1928-Present: African-American poet, actress, and singer who was raised in Stamps. She was a National Book Award nominee for her autobiographical I Know Why the Caged Bird Sings (1970), a Pulitzer Prize nominee for Just Give Me a Drink of Water Fore I Diiie (1972) and a Tony Award winner for her performance in "Look Away." She was the second poet in the country to be selected to present an inauguration poem at President Clinton's inauguration in 1993.
Paul "Bear" Bryant
1913-83: Born in Moro Bottom and raised in Fordyce, Bryant picked up his nickname when, as a youth, he wrestled a bear at the Fordyce Theater. He was the head coach of the University of Alabama's Crimson Tide from 1958-1983 and became the winningest college football coach with 323 victories and six national championships. Five weeks after retiring as head coach, he died of a heart attack.
William Jefferson Clinton
1946-Present: 42nd President of the United States, Clinton was born in Hope and had his boyhood home in Hot Springs. He served as the state's attorney general (1976-78) and governor, (1978-80, 1982-93). He emphasized education reform and economic development during his tenure as Arkansas's Governor.
General Douglas MacArthur
1880 -1964: He was born in the Tower Building of the Little Rock Arsenal while his father was its commandant. He rose to become a Five-star U.S. Army general and Supreme Commander of the Allied forces in the Pacific during World War II. He accepted the Japanese surrender in 1945. His accomplishments include: first in class at West Point; Superintendent of West Point; Army Chief of Staff; U.S. Far East Commander; Congressional Medal of Honor recipient; Supreme Commander for the Allied Powers; and first UN Commander. The building where the general was born, the Officer's Quarters, still stands and is now used to house the Arkansas Museum of Science and History. The surrounding park in named MacArthur Park.
E. Fay Jones
1921-Present: Pine Bluff and raised in El Dorado, this University of Arkansas architecture professor designed artisan-built houses that incorporated organic design and native materials. He was designated by the American Institute of Architects in 1989 as one of the world's greatest contemporary architects. His Arkansas projects include Thorncrown Chapel near Eureka Springs, The Faubus House in Huntsville, and the Cooper Memorial Chapel in Bella Vista. He was awarded the Rome Prize Fellowship in Architecture for 1980-81 and the American Institute of Architects Gold Medal by President Bush in 1991.
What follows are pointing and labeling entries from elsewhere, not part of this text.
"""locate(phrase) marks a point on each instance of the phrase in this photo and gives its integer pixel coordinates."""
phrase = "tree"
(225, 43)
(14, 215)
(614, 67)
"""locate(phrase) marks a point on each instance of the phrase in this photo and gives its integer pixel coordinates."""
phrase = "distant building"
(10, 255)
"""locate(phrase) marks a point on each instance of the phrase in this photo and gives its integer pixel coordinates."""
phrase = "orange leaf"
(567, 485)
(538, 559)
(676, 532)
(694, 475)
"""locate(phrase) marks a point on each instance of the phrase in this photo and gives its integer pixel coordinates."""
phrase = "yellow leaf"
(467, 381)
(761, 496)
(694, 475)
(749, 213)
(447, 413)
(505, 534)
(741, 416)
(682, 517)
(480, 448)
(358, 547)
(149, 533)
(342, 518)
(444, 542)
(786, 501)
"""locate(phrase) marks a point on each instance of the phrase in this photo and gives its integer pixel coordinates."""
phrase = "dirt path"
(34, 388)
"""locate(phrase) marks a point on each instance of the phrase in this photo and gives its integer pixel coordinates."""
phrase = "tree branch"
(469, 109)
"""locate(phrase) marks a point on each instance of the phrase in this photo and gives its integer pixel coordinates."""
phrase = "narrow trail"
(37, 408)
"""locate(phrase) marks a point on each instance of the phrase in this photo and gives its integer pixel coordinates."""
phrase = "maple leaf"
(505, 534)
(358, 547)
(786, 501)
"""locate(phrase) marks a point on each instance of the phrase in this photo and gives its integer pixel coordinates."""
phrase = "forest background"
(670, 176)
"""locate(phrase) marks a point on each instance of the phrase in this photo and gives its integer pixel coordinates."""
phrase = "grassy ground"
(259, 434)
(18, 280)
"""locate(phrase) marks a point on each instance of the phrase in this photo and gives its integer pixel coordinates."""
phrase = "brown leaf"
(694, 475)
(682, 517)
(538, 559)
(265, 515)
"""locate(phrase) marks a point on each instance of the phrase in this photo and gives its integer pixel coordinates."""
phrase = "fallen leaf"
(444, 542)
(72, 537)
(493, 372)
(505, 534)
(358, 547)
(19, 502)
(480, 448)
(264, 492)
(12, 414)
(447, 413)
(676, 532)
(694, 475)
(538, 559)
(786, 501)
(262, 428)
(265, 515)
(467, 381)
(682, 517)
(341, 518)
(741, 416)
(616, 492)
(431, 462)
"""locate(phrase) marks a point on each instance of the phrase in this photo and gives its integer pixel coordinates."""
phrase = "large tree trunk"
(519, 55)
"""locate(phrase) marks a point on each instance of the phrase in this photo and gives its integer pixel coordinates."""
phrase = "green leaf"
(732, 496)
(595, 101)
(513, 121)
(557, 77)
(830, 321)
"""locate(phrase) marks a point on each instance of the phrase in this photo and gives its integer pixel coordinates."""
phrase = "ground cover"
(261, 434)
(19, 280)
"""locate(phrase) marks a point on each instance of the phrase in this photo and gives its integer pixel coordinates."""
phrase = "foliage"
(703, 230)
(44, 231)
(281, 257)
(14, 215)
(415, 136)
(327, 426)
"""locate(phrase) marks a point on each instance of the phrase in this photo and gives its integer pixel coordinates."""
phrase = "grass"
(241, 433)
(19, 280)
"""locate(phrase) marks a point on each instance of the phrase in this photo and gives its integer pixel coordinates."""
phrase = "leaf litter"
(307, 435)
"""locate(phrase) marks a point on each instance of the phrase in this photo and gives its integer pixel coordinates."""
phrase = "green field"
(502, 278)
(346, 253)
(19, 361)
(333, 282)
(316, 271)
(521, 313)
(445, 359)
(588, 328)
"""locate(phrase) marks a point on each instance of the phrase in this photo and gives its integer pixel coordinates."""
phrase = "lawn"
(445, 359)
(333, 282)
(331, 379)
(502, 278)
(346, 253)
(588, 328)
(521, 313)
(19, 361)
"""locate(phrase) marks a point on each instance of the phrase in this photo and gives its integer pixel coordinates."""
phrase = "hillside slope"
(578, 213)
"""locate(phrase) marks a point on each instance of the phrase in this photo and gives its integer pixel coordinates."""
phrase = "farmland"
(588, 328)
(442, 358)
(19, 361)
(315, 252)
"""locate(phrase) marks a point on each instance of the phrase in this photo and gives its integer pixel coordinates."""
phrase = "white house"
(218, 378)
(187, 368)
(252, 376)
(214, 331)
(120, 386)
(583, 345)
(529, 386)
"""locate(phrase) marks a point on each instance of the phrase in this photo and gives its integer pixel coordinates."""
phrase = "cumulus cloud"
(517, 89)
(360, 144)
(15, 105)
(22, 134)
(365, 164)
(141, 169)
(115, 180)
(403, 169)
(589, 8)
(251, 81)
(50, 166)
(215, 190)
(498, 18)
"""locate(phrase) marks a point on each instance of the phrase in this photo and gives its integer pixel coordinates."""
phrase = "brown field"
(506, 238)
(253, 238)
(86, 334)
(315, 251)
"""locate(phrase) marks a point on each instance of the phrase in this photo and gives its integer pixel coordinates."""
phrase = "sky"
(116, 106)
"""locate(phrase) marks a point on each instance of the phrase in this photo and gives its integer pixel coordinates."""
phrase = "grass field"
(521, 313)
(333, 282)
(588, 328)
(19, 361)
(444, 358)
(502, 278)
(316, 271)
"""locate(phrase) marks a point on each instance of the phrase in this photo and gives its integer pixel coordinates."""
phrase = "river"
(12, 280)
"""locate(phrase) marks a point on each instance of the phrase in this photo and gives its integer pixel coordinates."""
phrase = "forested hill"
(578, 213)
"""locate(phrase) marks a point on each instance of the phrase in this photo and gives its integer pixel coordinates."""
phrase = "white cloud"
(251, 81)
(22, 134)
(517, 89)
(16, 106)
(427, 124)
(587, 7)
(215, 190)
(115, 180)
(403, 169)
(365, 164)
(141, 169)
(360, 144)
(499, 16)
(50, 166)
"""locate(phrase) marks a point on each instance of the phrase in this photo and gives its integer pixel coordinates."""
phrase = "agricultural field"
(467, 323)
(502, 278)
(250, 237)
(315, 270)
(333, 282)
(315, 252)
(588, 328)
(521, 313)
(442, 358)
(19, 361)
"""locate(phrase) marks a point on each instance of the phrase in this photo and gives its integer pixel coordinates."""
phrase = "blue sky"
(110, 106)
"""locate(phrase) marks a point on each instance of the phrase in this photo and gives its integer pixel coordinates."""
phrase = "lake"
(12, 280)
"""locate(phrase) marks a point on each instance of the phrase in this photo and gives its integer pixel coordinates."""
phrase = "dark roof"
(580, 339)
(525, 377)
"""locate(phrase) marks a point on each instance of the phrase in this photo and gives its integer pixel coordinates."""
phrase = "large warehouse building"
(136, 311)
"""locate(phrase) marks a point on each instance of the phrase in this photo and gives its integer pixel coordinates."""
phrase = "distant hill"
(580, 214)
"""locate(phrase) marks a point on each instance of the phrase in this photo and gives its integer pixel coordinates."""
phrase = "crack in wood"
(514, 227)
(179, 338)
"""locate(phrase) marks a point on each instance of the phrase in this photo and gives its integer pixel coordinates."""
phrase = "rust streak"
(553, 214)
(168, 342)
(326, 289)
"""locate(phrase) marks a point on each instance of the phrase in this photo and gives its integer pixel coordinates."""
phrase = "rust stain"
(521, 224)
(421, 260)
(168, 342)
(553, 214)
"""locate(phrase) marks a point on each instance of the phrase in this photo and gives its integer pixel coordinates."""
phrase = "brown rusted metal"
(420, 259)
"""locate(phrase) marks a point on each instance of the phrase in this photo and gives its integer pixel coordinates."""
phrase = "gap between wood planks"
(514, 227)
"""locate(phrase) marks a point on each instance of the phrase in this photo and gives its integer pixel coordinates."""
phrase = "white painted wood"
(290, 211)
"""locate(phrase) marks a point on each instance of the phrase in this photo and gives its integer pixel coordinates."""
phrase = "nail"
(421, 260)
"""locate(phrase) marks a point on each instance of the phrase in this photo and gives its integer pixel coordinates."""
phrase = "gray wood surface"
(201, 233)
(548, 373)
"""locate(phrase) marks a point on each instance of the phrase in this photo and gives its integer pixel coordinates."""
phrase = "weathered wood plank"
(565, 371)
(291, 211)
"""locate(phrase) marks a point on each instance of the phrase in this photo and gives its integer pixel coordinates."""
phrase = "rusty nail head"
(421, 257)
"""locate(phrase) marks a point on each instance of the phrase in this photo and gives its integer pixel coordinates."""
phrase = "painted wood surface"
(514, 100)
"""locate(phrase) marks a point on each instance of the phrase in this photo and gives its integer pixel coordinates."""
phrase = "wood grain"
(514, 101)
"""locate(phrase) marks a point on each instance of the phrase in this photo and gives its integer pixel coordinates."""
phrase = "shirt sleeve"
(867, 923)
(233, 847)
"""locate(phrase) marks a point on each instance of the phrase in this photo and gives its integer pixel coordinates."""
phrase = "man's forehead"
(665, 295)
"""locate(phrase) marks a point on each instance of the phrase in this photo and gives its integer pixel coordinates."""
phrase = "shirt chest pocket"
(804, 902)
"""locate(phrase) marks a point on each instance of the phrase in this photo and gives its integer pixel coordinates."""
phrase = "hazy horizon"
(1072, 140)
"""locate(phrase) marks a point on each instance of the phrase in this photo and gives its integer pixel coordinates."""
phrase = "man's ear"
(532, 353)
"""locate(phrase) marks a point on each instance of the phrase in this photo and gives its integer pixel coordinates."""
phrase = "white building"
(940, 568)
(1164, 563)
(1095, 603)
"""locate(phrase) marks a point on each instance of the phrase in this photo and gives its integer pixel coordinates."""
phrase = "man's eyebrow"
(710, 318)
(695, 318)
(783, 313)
|Drug Rehab and Treatment Facts Arkansas|
In 2008, 71.7% of those in addiction treatment located in State were male.
28.3% of the individuals in drug addiction treatment residing in State during 2008 were female.
The largest age group admitted into to drug rehab during 2008 in State was between the ages of 21-25 (15.8%).
The second largest age group attending drug rehabilitation in State during 2008 were between the ages of 26-30 (15.2%).
73.3% of the individuals in drug treatment located in State during 2008 were Caucasian.